There are two general types of fluorescent reporters that are used in real-time PCR assays:
Double-stranded DNA-binding Dyes
Double-stranded DNA-binding dyes are dyes that bind to the minor groove of double-stranded DNA (dsDNA). The free dye has a very low fluorescence, whereas the bound dye has a high fluorescence. The more double-stranded PCR product that is produced, the greater the fluorescence signal will be. BRYT Green® Dye is an example of a dsDNA-binding dye. These dyes allow you to use standard PCR primers, so there is no need to order special labeled primers. The disadvantage is that the signal is not sequence-specific, so you will need to verify that the reaction is producing the desired product.
Labeled Primer or Probe
The second type of reporter method uses a labeled primer or probe to detect the amplification product. There are many different ways to modify reporter signal generation. Real-time PCR using labeled oligonucleotide primers or probes employs two different fluorescent reporters and relies on energy transfer from one reporter (the energy donor) to a second reporter (the energy acceptor) when the reporters are in close proximity. The second reporter can be either a quencher or a fluor. If the second reporter is a quencher, the energy from the first reporter is absorbed but re-emitted as heat rather than light, leading to a decrease in fluorescent signal. Alternatively, if the second reporter is a fluor, the energy can be absorbed and re-emitted at another wavelength through fluorescent resonance energy transfer (FRET, reviewed in Didenko, 2001), and the progress of the reaction can be monitored by the decrease in fluorescence of the energy donor or the increase in fluorescence of the energy acceptor.

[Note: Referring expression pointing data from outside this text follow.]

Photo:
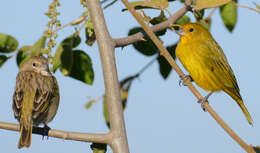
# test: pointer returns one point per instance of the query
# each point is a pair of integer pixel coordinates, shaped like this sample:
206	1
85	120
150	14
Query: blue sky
160	115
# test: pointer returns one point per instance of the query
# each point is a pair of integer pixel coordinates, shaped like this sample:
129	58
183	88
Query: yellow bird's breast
193	57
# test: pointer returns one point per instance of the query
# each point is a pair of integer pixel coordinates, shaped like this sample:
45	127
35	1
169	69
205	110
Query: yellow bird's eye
34	64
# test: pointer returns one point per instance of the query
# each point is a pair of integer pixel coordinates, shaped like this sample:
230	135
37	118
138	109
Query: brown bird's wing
44	98
46	90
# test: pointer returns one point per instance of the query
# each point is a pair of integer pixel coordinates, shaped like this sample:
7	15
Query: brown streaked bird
36	97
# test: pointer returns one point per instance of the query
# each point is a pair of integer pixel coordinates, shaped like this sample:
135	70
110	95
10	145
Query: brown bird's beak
44	70
178	29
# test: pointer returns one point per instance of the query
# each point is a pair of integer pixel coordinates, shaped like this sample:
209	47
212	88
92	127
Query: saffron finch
36	97
207	64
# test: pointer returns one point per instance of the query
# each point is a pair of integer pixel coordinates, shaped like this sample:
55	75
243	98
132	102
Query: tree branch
121	42
65	135
106	47
171	61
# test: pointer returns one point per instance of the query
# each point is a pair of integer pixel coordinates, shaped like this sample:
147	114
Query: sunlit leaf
23	55
152	4
90	33
157	20
257	149
8	43
228	13
201	4
3	59
82	68
183	20
63	57
38	46
105	112
205	23
164	67
146	47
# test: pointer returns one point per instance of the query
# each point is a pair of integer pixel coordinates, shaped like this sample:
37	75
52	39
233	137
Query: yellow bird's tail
240	103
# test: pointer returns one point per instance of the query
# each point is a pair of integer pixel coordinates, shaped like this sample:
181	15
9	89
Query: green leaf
164	67
206	23
82	67
3	59
23	55
146	47
157	20
8	43
201	4
105	112
183	20
38	46
152	4
63	57
98	147
90	33
228	13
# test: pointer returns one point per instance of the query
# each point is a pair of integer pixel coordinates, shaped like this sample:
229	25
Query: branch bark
172	62
106	46
66	135
121	42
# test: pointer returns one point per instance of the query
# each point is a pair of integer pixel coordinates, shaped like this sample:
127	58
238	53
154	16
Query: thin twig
66	135
240	5
164	52
121	42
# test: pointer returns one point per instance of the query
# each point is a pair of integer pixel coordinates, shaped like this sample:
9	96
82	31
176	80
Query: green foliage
228	13
23	55
38	46
201	4
3	59
152	4
157	20
90	33
98	147
164	67
146	47
82	67
8	43
63	58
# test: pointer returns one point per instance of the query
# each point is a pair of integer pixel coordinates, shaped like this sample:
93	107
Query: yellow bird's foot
45	132
204	100
183	79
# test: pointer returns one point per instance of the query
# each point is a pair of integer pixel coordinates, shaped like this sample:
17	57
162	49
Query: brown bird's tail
240	103
25	133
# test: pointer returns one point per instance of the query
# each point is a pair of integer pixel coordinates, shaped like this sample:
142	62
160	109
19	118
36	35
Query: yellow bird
206	63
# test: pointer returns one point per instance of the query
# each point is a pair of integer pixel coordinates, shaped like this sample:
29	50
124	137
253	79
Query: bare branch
240	5
66	135
121	42
106	47
171	61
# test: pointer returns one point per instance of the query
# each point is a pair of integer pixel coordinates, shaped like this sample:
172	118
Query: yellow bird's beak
178	29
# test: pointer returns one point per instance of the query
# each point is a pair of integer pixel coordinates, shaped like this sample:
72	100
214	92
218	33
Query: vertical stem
106	47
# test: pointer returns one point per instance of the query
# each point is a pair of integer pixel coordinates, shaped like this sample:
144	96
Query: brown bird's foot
204	100
46	130
184	78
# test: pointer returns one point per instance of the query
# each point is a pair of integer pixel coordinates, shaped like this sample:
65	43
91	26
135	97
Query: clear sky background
160	116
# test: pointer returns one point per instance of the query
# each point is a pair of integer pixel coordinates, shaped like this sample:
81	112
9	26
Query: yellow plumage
207	64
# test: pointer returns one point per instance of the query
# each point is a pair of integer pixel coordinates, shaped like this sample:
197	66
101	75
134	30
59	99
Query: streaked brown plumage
36	97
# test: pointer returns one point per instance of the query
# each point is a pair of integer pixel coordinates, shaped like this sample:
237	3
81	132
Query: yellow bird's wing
218	64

Some qPCR strategies employ complementary nucleic acid probes to quantify the DNA target. These probes also can be used to detect single nucleotide polymorphisms (1–2). There are many different types of real-time PCR probes, including hydrolysis, hairpin and simple hybridization probes. Probes contain a complementary sequence that allows the probe to anneal to the accumulating PCR product, but can differ in the number and location of the fluorescent reporters. The use of simple hybridization probes involves two labeled probes or, alternatively, one labeled probe and a labeled PCR primer. In the first approach, the energy emitted by the fluor on one probe is absorbed by a fluor on the second probe, which hybridizes nearby. In a second approach, the emitted energy is absorbed by a second fluor that is incorporated into the PCR product as part of the primer. Both of these approaches result in increased fluorescence of the energy acceptor and decreased fluorescence of the energy donor. The TaqMan® Assay is an example of a method that uses a labeled probe. The big advantage that label-based methods offer is the ability to multiplex two or more targets in a single reaction. This would allow you to measure an experimental gene and a control gene for normalization in the same reaction.